Hoje, o mar tem espuma de cerveja. Uma gaivota roçou sua cabeça com
uma asa. A espuma se inchava, tremia, abria bocas, respirava. Subia a
maré: o tempo será bom, Tavito. A espuma voava, Tavito tinha
bigodes de espuma.
– Amanhã?
– Pode
ser. Não sei.
Tavito
perseguia as flores de cardo que subiam e flutuavam e subiam pelo ar
e Gustavo perguntava: quem canta? – e Tavito parava, aguçava o
ouvido, dizia: pintassilgo. Não, olha lá: e então Gustavo mostrava
a cabecinha amarela do pica-pau entre os galhos das árvores.
– Quem
é que sabe quando você vai voltar para casa?
– Ninguém
sabe, Tavito.
Quantos
dias se passaram? Quantos meses? Uma noite, descobre-se que fazer a
conta é pior.

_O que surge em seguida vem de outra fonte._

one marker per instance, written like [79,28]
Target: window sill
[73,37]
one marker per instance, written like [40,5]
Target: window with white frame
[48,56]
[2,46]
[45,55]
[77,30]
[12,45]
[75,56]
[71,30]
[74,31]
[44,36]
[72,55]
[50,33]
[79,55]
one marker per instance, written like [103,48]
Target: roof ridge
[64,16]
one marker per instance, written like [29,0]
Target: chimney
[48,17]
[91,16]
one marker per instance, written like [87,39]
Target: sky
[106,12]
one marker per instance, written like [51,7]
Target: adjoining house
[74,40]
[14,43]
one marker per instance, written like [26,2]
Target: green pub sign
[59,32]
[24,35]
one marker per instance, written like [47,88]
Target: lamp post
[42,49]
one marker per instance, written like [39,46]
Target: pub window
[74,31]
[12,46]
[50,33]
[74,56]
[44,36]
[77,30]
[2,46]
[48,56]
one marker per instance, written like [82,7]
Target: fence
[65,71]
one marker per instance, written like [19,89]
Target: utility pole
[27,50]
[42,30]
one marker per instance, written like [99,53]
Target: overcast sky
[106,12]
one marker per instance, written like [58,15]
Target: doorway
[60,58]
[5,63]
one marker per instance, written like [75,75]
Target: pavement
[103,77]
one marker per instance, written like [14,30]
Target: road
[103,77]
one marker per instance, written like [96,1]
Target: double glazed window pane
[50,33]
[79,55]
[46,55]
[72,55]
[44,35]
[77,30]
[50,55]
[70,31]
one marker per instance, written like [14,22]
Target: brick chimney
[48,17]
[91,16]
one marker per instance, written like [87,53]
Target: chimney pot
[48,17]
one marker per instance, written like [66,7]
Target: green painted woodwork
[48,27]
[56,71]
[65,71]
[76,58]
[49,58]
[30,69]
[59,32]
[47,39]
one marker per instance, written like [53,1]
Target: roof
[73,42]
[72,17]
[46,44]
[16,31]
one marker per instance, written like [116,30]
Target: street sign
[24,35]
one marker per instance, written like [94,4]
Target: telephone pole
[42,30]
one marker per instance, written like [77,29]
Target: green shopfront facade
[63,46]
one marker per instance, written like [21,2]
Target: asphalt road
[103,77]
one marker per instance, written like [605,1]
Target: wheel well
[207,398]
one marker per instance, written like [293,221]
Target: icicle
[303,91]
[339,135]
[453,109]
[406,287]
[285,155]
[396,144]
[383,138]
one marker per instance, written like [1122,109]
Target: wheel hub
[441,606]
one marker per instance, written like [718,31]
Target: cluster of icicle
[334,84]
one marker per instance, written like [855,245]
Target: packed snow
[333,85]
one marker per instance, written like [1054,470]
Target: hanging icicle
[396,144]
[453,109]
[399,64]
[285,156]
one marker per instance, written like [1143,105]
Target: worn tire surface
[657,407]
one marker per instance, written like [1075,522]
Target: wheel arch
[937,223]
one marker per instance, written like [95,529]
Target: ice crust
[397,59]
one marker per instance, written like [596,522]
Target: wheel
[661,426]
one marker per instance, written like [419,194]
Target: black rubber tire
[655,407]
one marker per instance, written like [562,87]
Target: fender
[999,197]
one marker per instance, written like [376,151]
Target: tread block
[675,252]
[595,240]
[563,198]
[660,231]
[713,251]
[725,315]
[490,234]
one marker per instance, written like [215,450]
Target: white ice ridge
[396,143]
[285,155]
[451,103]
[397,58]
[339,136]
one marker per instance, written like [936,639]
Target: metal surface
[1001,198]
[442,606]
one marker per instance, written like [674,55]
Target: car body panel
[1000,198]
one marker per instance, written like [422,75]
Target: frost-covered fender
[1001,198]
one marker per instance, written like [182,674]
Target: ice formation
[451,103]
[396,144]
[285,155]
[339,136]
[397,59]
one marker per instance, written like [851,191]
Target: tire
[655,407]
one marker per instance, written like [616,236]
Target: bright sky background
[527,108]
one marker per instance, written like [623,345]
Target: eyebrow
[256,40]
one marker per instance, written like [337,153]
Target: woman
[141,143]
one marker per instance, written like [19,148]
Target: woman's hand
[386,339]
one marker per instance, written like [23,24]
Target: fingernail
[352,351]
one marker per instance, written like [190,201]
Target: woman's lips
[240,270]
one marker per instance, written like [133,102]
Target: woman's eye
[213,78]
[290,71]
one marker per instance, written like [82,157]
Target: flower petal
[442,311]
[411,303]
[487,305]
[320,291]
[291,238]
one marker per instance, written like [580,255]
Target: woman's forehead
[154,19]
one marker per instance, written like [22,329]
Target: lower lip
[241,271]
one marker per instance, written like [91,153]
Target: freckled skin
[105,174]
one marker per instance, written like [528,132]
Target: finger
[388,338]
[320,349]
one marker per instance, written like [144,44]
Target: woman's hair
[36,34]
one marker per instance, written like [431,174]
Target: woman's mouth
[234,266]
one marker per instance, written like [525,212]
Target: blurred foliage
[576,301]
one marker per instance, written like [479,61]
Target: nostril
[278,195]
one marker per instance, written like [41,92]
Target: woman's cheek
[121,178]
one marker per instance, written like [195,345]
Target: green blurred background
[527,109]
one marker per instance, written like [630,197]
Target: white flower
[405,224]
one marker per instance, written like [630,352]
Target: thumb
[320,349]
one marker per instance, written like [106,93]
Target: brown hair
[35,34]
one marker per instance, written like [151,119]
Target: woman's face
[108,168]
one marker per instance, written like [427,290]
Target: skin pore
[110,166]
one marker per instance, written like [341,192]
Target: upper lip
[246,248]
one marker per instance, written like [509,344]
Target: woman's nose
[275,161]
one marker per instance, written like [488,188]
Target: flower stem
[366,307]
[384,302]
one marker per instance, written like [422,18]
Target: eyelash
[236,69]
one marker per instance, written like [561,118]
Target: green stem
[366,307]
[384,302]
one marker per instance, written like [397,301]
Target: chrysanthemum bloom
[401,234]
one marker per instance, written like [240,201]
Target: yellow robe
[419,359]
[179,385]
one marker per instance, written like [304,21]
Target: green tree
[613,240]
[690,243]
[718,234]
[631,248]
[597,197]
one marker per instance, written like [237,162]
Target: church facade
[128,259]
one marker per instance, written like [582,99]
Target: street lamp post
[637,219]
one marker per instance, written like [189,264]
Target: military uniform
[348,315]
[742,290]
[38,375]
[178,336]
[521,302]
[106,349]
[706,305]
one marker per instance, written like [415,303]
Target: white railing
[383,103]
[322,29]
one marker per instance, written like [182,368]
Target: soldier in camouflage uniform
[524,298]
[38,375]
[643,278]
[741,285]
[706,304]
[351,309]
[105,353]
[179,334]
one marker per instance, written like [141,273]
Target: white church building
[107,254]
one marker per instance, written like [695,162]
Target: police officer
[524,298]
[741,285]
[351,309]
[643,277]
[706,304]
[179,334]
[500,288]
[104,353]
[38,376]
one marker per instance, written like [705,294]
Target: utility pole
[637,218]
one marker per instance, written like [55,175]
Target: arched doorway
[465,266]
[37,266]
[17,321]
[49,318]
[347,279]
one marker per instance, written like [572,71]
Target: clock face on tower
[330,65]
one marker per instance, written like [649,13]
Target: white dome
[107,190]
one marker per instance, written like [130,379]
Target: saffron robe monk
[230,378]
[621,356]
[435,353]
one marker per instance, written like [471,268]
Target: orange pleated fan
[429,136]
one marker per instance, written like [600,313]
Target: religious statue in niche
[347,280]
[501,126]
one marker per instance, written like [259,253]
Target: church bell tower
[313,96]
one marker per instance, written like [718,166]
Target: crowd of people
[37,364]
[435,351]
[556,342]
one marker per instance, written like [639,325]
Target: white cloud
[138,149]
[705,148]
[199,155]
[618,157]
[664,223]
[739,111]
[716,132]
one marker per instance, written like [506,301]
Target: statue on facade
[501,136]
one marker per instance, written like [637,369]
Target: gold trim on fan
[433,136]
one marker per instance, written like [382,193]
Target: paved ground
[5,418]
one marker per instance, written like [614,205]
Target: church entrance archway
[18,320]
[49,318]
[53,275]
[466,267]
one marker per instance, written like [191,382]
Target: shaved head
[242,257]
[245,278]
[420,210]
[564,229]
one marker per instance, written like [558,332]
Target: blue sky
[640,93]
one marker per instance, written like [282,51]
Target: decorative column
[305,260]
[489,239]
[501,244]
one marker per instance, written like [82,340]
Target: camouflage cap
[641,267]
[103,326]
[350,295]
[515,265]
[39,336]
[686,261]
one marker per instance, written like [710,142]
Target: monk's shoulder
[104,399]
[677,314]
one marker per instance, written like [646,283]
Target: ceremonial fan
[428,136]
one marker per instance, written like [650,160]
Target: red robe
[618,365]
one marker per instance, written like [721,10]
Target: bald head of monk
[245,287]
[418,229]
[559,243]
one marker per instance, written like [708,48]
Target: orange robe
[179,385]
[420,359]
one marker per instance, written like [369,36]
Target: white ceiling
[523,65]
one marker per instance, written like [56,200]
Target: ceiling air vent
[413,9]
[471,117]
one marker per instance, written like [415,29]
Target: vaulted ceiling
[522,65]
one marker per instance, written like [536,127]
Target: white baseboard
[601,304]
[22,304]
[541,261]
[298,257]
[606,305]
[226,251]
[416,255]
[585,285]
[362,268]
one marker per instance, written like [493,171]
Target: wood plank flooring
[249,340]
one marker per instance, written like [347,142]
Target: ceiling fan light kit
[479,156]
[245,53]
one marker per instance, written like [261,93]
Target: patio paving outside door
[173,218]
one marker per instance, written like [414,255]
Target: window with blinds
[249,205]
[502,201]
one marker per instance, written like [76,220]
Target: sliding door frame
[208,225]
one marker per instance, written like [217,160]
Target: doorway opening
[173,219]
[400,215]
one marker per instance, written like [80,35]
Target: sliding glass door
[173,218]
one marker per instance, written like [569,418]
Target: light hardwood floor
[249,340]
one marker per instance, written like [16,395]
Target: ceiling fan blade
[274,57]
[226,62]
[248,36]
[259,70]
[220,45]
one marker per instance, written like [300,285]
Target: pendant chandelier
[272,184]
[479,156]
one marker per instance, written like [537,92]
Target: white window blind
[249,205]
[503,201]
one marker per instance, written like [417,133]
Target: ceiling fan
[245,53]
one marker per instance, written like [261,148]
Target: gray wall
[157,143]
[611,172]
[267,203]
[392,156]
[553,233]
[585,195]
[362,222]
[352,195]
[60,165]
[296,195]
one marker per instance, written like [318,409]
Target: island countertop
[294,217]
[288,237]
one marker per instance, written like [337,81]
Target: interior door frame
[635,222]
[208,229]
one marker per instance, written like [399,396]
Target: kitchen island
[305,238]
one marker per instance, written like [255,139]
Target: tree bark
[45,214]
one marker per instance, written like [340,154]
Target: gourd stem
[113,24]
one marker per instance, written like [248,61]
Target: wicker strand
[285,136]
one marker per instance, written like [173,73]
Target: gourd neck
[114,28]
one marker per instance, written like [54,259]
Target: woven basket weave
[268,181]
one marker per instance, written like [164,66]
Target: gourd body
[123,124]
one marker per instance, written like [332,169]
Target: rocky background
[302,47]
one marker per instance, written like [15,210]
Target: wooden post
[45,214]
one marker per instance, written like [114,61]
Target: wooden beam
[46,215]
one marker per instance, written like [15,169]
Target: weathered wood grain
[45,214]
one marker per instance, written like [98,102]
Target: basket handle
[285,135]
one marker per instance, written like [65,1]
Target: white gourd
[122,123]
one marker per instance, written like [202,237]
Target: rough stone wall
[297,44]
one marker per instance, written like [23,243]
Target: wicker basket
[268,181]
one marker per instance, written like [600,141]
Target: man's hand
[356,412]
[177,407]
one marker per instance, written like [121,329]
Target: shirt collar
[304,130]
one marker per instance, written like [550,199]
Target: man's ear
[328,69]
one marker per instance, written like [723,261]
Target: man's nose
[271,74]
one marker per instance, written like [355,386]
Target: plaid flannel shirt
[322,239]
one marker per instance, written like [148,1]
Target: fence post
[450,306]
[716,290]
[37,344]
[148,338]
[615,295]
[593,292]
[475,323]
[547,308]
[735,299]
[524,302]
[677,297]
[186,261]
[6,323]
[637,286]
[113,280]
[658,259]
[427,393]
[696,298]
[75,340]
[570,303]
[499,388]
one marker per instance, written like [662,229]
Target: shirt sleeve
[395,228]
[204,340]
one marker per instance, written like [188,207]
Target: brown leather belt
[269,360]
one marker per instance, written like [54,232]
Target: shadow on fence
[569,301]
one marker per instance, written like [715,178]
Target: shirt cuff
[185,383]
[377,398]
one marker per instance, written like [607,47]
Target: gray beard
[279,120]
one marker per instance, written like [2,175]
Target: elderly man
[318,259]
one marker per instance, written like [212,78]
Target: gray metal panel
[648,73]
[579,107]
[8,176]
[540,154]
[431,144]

Antes, antes. Gustavo olha sem ver. Abolir o tempo.
Voltar atrás. Ficar, Carmen, ficar em você. Eu achava, Carmen, que
você não ia terminar nunca. Apertei sua mão e a mão latejava,
estava viva como um pássaro. Antes, antes de tudo. E as estrelas,
papai, que fazem durante o dia? Por que puseram mosquitos na Arca de
Noé? Por que a mamãe morreu? Dois cachorros rodavam mordendo-se
pelas dunas e Gustavo já tinha estado preso, não dormia em casa,
três vezes tinham vindo remexer nas coisas uns caras de uniforme,
estavam armados como os que trabalham na televisão, esses da série
“Combate”, remexiam em tudo na casa e Tavito olhava para eles,
sem pestanejar e sem abrir a boca, grudado na parede; o corpo tremia
até os dedos dos pés. Gustavo tinha dito a ele: há tantas coisas
que você vai ter que descobrir, Tavito. As coisas invisíveis, as
difíceis, a brecha que espera por você entre o desejo e o mundo:
você apertará os dentes, resistirá, nunca pedirá nada. Não, não
se vive para vencer os outros, Tavito. Vive-se para se dar.
Tavito
aponta, com o queixo, os soldados.
– E
estes, não sabem quando você vai voltar?
– Também
não sabem.
Dar-se.
Mas, e ele? Tenho direito?, se pergunta Gustavo agora. Ele, que culpa
tem? Escolhi por ele sem consultá-lo. Me odiará, alguma vez?
Gustavo vê quando ele se aproxima de um dos soldados. Tavito fala, o
soldado encolhe os ombros e em seguida estende a mão para acariciar
sua cabeça. Tavito salta, como se a mão do soldado estivesse
eletrizada.
Tenho
direito? Decidi por ele. Havia outra maneira? Gustavo olha para os
lados, os companheiros, rosto por rosto, os homens com quem divide a
comida e a pena e as palavras de ânimo que passam uns aos outros,
como o mate, de boca em boca. O tempo de agora e o tempo de depois.
Alguém atira para ele, do outro extremo da fila, um maço de
cigarros. Gustavo apanha-o em pleno voo. E então Tavito diz:
– Não
se preocupe.
Diz:
– Quando
eu for astronauta, vamos ir para a lua ou vamos ir pescar.
Fora,
o infinito caminho da terra se estende, pó e frio, através dos
cotos das árvores podadas. Há um sol branco no céu. Tavito olha
fixo para o sol, em seguida fecha os olhos, sente o sol metendo-se,
estremecedor, no corpo. A luz o persegue e aquece suas costas. Entre
o sol e Tavito, caminha uma mulher que leva um pacote de roupa
pendurado em uma mão.
Do
outro lado das colinas, as acácias cheiram a mel. E na cidade, não
muito longe daqui, o vento ergue papéis velhos, em redemoinhos,
pelas ruas. Nos mercados, anunciam morangos de Salto. Os cachorros
cochilam, ao sol, junto dos mendigos. Sentado na beira da calçada,
um garotinho desenha o mundo com um palito.